Credit offtake, deposit accretions remain high.


The current situation is a complete reversal of what existed two years ago, when corporates had alternative avenues for funds in the form of external commercial borrowings.


C. Shivkumar

Bangalore, Nov. 5 Banks have cut their bench mark prime lending rates (BPLR) by at least 75 basis points; but there is little cause for euphoria.
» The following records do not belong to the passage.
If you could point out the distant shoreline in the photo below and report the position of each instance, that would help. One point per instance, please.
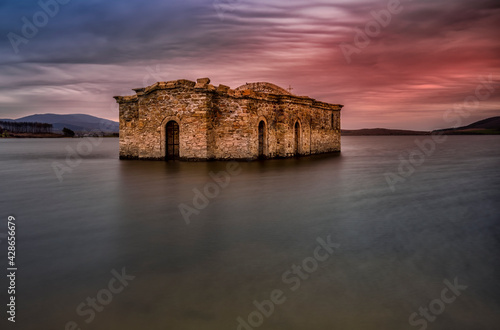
(45, 136)
(397, 132)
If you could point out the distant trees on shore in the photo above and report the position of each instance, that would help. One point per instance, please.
(25, 127)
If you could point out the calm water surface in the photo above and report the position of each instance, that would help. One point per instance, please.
(396, 248)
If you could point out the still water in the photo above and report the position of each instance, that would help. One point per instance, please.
(393, 250)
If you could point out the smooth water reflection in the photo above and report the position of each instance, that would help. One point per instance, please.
(396, 248)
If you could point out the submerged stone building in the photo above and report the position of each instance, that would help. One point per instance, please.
(197, 121)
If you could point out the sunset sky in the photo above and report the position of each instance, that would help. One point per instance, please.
(407, 74)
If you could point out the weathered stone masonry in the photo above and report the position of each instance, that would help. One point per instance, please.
(197, 121)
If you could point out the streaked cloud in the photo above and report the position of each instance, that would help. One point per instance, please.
(428, 58)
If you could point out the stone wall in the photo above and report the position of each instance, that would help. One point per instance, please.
(221, 123)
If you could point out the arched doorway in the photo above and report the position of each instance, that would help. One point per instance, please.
(297, 138)
(172, 143)
(262, 139)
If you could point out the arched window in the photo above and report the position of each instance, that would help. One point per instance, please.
(172, 142)
(262, 139)
(297, 138)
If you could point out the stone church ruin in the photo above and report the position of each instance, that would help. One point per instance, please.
(197, 121)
BPLRs are down to 13.25 per cent. However, bankers said that the return to steep discounted lending rates are unlikely to be revisited in the near future. In 2004-2005, the banking system had witnessed corporates borrowing at discounts as high as 500 basis points below the BPLR. During the same period, the spreads between sovereign and Triple “A” corporate borrowings were barely 75 basis points. Currently, the spreads are close to 600 basis points. In fact, most corporates are borrowing at BPLR or above it. The Vijaya Bank’s Chairman and Managing Director, Mr Albert Tauro, said: “Some reduction in rates will take place, so will borrowing costs. But steep discounts are unlikely, unless there is a substantial improvement in the liquidity situation.”
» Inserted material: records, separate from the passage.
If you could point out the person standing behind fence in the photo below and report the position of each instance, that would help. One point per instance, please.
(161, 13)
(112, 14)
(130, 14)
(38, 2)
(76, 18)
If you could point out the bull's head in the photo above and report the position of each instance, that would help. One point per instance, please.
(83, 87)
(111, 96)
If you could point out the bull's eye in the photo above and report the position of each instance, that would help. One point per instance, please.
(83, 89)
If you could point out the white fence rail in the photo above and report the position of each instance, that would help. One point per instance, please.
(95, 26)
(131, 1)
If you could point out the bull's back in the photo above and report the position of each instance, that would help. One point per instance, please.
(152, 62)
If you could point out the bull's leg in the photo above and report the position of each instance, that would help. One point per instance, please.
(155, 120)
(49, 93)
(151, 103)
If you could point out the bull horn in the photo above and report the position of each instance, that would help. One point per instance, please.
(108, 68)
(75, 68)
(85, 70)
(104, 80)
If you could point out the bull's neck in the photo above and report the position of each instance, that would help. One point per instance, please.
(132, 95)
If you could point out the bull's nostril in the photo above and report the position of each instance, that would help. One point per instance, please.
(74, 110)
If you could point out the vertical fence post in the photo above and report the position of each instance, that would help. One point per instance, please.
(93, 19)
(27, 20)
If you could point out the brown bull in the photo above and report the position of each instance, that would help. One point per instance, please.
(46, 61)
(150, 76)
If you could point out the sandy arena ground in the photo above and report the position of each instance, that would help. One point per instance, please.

Besides, the current situation is a complete reversal of what existed two years ago, when corporates had alternative avenues for funds in the form of external commercial borrowings. These funds are no longer available at present.

Moreover, credit offtake also remains high. According to the Reserve Bank of India, this fiscal year, credit expanded by 29 per cent on a year-on-year basis. Credit since the beginning of this financial year was Rs 2.45 lakh crore translating to a credit to deposit ratio of 90 per cent.
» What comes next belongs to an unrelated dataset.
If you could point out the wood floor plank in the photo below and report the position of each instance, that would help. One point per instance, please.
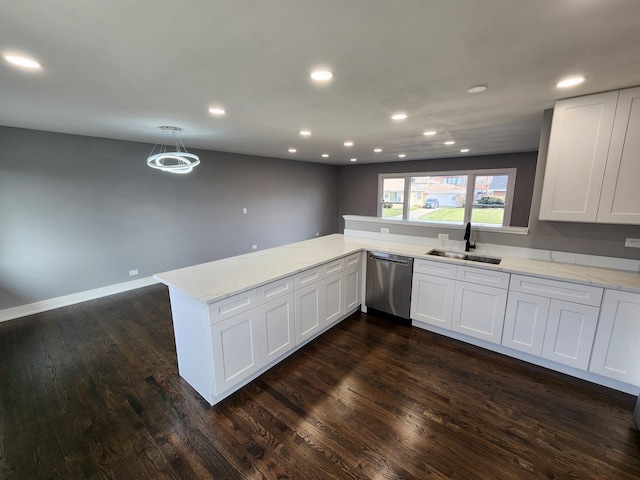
(92, 391)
Bankers said that the Rs 1.80-lakh crore release of the Cash Reserve Ratio (CRR) in October alone had somewhat alleviated the tight liquidity situation. Deposit accretions also remained high. Time deposit accretions since the beginning of this financial year amounted to Rs 3.08 lakh crore as against Rs 2.72 lakh crore during the corresponding period of the last financial year.

Deposit rate reduction?

Bankers said that bulk of these funds were largely on account of reverse disintermediation. This implied that funds that had fled from the bank deposits to the equity markets were now returning. Accordingly, the bankers said that there was scope for reduction in deposit rates in the coming weeks.

In fact, bankers said that among the first casualties were likely to be the special deposit schemes launched by various banks offering rates of interest as high as 11.5 per cent. “These rates will come down, since depositors are flooding public sector banks,” a PSU banker said.

Bankers expect the deposit inflows to remain unaffected even if rates are dropped by as high as 150 basis points.

This is in view of corporates shifting some of their cash reserves from mutual funds to bank time deposits. As a result, bank bulk deposit accretions have remained high.

The PSU banker said, “These funds will keep coming to us even if we continue lowering rates. The days of high interest rates on bulk deposits are unlikely to revisit us in the near future.”